The other most commonly observed snake in Cyprus is probably the black whip snake. This is a constrictor that grows to around 2-3m in length. They feed on small vermin and other snakes, and are generally harmless to humans (and dogs!). I recall one morning
wandering down to the open area beneath our house and disturbing a black whip snake that had captured a viper, presumably for its breakfast. The whip snake was a pretty decent sized speciman, but so was the viper – not as long as the whip snake, but a lot thicker in girth. Nevertheless, the whip snake slithered off pretty damn quick, dragging its (I imagine) reluctant prey with it, passing alarmingly close to where I was standing. It was a startling and pretty amazing thing to witness.
We’ve had a few other memorable snake encounters in Cyprus. Shortly after moving here a large whip snake dropped out of a tree under which Jeanette was standing at the time, It dropped straight on top of her. I wasn’t there at the time, but her mum (who was) says she was quite unfazed by this unexpected visitation. Pretty sure I would have run for the hills shrieking, freaked out as I tend to be by anything that scuttles or slithers for a living. On another occasion we came across an apparently dead viper in the middle of a track. Jeanette’s immediate inclination was to find a stick, move up close to it and poke it. At which point it became clear that it wasn’t so much dead as basking in the sun. It objected to this intrusion with a certain degree of bad tempered hissing, so we left it alone to work on its suntan in peace.

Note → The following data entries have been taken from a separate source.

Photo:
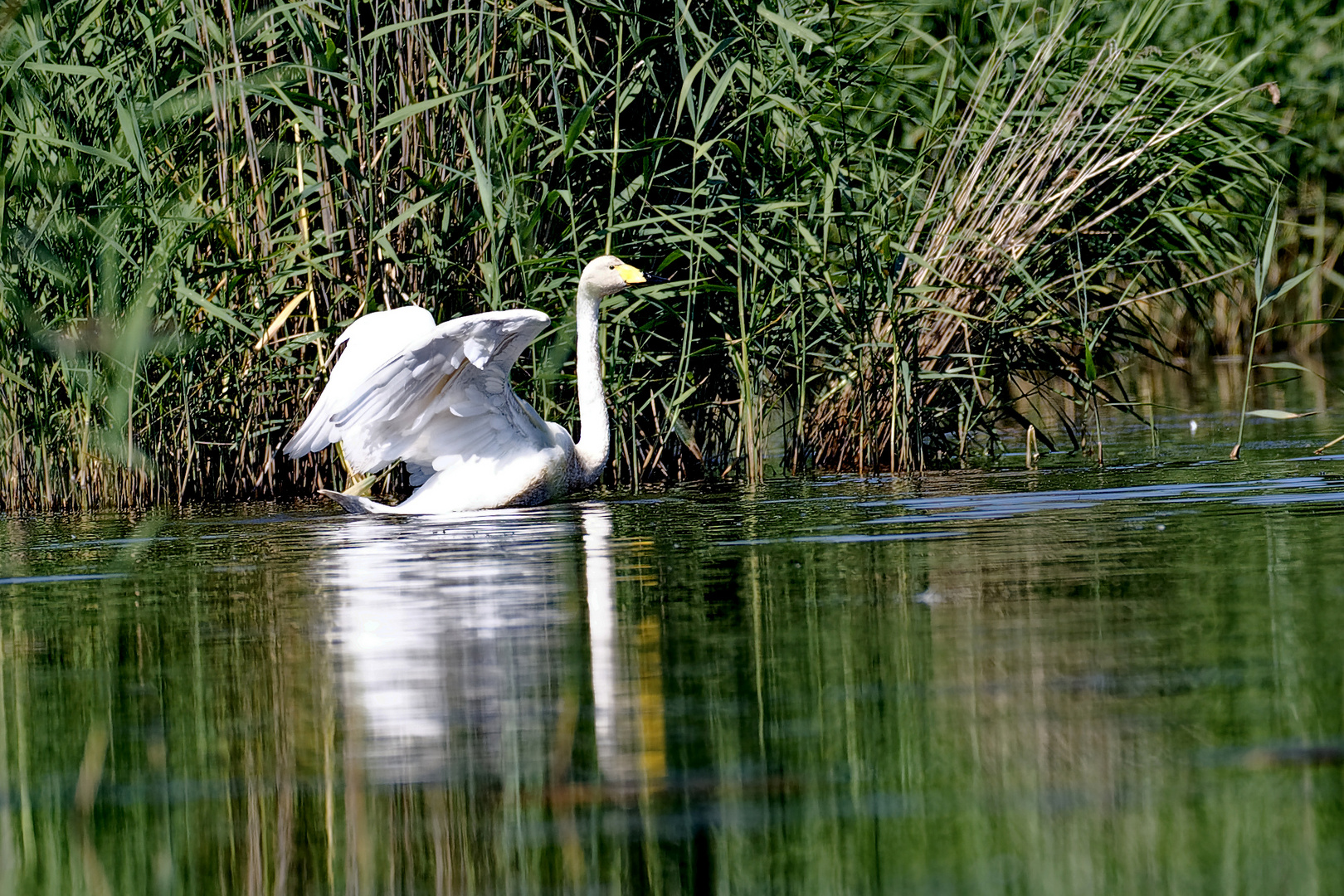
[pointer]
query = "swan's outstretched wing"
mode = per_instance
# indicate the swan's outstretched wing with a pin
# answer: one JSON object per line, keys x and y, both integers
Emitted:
{"x": 446, "y": 398}
{"x": 370, "y": 342}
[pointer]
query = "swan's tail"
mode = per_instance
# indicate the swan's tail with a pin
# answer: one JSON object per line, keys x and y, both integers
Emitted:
{"x": 355, "y": 504}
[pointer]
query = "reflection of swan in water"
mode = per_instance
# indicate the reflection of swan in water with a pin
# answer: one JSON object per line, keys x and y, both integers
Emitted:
{"x": 626, "y": 674}
{"x": 449, "y": 640}
{"x": 455, "y": 642}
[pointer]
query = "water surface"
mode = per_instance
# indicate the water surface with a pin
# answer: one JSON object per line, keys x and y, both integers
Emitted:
{"x": 1122, "y": 680}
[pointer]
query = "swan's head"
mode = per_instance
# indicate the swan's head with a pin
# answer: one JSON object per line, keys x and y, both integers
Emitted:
{"x": 608, "y": 275}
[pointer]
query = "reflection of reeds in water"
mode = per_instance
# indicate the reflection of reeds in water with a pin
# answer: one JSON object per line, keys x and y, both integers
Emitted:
{"x": 769, "y": 716}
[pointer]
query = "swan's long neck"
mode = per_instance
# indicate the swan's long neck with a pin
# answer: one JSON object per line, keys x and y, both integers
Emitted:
{"x": 590, "y": 451}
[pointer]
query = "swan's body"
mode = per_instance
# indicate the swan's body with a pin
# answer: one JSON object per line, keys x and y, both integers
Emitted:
{"x": 438, "y": 398}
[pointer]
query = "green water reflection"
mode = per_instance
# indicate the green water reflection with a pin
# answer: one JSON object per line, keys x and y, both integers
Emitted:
{"x": 1032, "y": 683}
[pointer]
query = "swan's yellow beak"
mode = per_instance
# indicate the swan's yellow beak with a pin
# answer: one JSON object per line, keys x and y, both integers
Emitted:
{"x": 631, "y": 275}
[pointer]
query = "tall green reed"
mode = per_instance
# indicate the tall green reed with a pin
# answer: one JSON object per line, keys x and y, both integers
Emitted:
{"x": 835, "y": 192}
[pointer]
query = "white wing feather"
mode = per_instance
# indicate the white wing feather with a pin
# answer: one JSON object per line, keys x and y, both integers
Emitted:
{"x": 370, "y": 343}
{"x": 438, "y": 401}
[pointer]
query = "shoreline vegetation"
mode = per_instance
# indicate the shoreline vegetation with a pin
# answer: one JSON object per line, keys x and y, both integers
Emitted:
{"x": 897, "y": 232}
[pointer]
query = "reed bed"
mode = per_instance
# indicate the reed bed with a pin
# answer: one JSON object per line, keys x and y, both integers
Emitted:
{"x": 889, "y": 226}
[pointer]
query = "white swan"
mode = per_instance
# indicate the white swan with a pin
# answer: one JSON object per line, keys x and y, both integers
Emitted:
{"x": 438, "y": 398}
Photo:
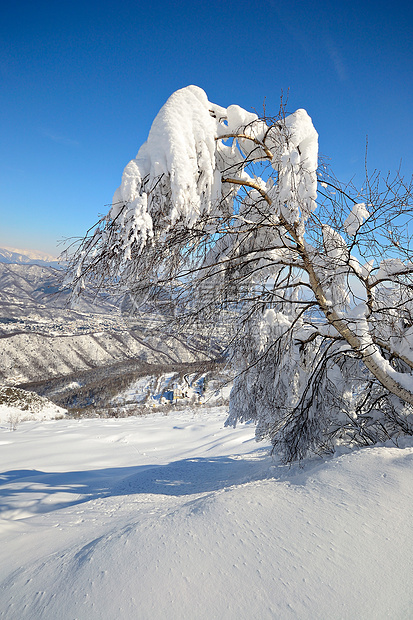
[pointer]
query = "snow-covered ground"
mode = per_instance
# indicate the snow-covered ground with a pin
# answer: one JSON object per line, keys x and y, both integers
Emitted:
{"x": 176, "y": 517}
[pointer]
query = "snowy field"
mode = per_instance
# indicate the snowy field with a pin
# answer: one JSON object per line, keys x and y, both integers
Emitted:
{"x": 176, "y": 517}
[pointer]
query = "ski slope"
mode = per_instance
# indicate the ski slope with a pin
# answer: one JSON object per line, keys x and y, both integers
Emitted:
{"x": 176, "y": 517}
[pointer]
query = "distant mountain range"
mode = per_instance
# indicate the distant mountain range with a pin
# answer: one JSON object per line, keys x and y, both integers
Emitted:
{"x": 27, "y": 257}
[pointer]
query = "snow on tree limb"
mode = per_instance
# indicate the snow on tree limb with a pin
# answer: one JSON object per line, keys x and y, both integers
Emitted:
{"x": 221, "y": 208}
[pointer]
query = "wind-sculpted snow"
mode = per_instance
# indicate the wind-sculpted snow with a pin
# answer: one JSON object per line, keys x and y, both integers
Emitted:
{"x": 176, "y": 517}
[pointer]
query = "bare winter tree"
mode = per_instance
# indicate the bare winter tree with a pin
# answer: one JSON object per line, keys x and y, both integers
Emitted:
{"x": 228, "y": 219}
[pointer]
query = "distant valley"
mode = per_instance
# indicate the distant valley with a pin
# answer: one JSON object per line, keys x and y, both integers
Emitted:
{"x": 72, "y": 355}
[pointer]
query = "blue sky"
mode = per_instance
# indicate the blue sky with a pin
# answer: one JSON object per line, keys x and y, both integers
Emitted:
{"x": 81, "y": 82}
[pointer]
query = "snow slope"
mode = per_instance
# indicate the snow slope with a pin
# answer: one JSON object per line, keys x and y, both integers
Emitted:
{"x": 178, "y": 517}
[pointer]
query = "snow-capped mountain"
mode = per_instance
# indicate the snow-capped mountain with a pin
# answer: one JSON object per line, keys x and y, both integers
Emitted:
{"x": 27, "y": 257}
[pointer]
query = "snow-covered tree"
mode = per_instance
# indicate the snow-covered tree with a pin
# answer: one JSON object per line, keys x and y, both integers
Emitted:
{"x": 230, "y": 218}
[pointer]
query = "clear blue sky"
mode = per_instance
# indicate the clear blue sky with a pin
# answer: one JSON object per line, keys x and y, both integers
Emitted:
{"x": 80, "y": 83}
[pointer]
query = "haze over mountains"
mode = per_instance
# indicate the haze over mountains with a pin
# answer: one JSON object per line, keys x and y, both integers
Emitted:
{"x": 48, "y": 346}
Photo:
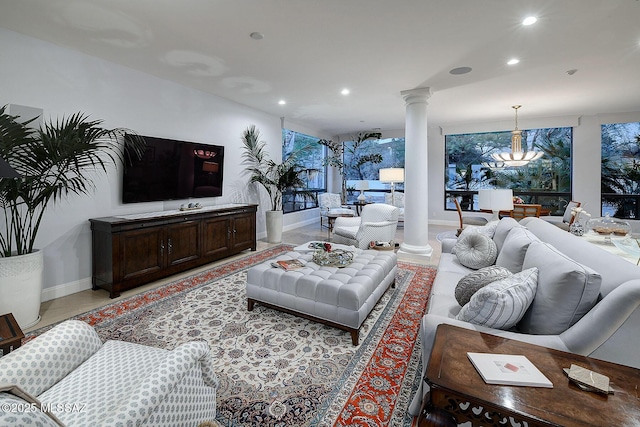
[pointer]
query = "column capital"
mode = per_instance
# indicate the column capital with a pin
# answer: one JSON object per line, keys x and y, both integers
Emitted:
{"x": 420, "y": 94}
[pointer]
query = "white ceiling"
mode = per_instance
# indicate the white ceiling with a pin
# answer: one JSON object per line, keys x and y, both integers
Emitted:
{"x": 312, "y": 49}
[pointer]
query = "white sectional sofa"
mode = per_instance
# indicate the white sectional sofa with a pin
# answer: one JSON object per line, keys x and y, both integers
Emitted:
{"x": 80, "y": 381}
{"x": 585, "y": 301}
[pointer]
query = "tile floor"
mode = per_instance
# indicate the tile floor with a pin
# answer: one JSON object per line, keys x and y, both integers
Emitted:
{"x": 63, "y": 308}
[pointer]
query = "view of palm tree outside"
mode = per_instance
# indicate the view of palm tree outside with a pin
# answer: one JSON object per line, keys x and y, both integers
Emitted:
{"x": 364, "y": 163}
{"x": 309, "y": 156}
{"x": 620, "y": 179}
{"x": 469, "y": 167}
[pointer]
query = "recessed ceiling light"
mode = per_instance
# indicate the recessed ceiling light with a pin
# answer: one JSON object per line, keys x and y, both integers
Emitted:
{"x": 460, "y": 70}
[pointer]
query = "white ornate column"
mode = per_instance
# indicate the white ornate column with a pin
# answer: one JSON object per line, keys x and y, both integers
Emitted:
{"x": 415, "y": 246}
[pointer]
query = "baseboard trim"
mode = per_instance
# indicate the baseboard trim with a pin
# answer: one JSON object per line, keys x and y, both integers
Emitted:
{"x": 65, "y": 289}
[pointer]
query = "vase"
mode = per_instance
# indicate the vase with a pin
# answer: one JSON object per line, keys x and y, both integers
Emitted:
{"x": 21, "y": 287}
{"x": 274, "y": 226}
{"x": 577, "y": 229}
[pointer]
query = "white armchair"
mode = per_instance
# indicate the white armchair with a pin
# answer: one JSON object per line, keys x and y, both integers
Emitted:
{"x": 376, "y": 222}
{"x": 330, "y": 203}
{"x": 398, "y": 201}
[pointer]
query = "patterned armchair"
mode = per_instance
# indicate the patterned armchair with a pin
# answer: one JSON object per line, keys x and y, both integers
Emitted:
{"x": 377, "y": 221}
{"x": 330, "y": 203}
{"x": 112, "y": 384}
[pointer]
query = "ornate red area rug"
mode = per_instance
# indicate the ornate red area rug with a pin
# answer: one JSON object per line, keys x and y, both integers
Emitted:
{"x": 276, "y": 369}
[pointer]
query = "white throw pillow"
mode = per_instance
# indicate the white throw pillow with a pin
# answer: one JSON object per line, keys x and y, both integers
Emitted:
{"x": 501, "y": 304}
{"x": 567, "y": 290}
{"x": 475, "y": 250}
{"x": 472, "y": 282}
{"x": 514, "y": 249}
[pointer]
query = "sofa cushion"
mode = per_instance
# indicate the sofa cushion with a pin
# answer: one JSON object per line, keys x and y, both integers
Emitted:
{"x": 567, "y": 290}
{"x": 515, "y": 246}
{"x": 502, "y": 229}
{"x": 469, "y": 284}
{"x": 475, "y": 250}
{"x": 502, "y": 304}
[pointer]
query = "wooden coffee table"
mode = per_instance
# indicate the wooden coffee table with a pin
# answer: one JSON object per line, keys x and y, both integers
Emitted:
{"x": 458, "y": 389}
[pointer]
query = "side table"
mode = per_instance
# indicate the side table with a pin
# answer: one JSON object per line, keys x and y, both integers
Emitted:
{"x": 10, "y": 333}
{"x": 459, "y": 390}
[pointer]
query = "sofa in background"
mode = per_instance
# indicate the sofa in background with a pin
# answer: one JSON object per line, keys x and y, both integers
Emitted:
{"x": 585, "y": 300}
{"x": 87, "y": 383}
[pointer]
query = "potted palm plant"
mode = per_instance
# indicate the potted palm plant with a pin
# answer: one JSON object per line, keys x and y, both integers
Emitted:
{"x": 58, "y": 159}
{"x": 275, "y": 178}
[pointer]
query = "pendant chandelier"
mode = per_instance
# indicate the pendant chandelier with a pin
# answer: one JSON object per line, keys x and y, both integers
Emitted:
{"x": 517, "y": 157}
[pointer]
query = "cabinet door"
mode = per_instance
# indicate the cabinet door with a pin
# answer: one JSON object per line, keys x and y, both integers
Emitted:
{"x": 243, "y": 232}
{"x": 183, "y": 242}
{"x": 141, "y": 252}
{"x": 216, "y": 234}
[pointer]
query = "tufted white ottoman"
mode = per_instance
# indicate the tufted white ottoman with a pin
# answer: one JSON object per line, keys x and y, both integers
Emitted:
{"x": 338, "y": 297}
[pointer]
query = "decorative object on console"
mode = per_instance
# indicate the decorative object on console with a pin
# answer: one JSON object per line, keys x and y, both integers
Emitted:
{"x": 362, "y": 186}
{"x": 517, "y": 157}
{"x": 58, "y": 159}
{"x": 392, "y": 176}
{"x": 495, "y": 200}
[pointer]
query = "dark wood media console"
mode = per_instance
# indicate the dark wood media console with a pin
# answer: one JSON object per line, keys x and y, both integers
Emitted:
{"x": 132, "y": 250}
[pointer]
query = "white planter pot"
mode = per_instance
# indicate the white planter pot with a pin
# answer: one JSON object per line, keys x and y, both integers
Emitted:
{"x": 274, "y": 226}
{"x": 21, "y": 287}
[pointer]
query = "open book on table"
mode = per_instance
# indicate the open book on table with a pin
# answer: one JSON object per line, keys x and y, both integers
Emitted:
{"x": 508, "y": 369}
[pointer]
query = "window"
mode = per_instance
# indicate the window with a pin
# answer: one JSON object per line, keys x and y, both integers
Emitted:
{"x": 362, "y": 165}
{"x": 470, "y": 167}
{"x": 309, "y": 155}
{"x": 620, "y": 182}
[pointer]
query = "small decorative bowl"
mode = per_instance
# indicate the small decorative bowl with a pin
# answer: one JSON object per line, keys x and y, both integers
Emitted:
{"x": 609, "y": 227}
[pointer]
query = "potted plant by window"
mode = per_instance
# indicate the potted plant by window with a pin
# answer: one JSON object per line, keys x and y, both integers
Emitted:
{"x": 336, "y": 156}
{"x": 275, "y": 178}
{"x": 60, "y": 158}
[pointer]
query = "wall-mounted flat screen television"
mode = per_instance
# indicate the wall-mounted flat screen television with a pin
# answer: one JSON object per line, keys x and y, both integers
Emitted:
{"x": 173, "y": 170}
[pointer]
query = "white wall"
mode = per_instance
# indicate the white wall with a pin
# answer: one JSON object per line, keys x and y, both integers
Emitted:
{"x": 62, "y": 82}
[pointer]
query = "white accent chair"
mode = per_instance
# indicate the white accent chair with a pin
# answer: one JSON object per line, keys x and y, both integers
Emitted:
{"x": 115, "y": 383}
{"x": 330, "y": 204}
{"x": 566, "y": 219}
{"x": 377, "y": 221}
{"x": 398, "y": 201}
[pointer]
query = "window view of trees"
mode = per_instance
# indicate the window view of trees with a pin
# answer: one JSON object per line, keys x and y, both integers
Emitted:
{"x": 620, "y": 181}
{"x": 470, "y": 167}
{"x": 364, "y": 161}
{"x": 310, "y": 157}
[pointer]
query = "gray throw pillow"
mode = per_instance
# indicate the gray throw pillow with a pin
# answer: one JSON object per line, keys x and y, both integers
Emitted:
{"x": 475, "y": 250}
{"x": 501, "y": 304}
{"x": 469, "y": 284}
{"x": 567, "y": 290}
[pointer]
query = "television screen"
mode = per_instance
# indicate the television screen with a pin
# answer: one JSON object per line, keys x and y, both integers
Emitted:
{"x": 173, "y": 170}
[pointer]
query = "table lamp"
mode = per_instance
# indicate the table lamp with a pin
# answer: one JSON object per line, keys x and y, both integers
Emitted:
{"x": 495, "y": 200}
{"x": 392, "y": 175}
{"x": 362, "y": 186}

Our german shepherd pooch (Rosie, since departed and much missed) wasn’t immune to the charm of snakes either. One midsummer evening, whilst on our nightly communal, she was poking her head into a bush having a bit of a sniff around when she suddenly backed away – sneezing and shaking her head. She seemed OK though and we thought she’d maybe sniffed at some especially pungent herb or stuck her snout into a hedgehog (quite common where we live). However, next morning her neck had swelled up and she was having trouble breathing. An emergency vet visit diagnosed venomous snake bite (almost certainly viper). An intravenous drip of serum and a day or two later and she was fine.
The most unexpected encounter came whilst climbing. Jeanette was leading up a route at a crag in the Pentadactylos hills. She had clipped the last bolt, and was about to head up to the lower off when she (fortunately) noticed a viper sitting on a small ledge between her and the belay chain. Snakes are clearly as good (better?) climbers than we are. After a bit of a discussion we decided to leave the snake in peace and fetch the gear at end of the day when it (hopefully) had buggered off – which it had. What’s that expression, something about letting “sleeping snakes lie”?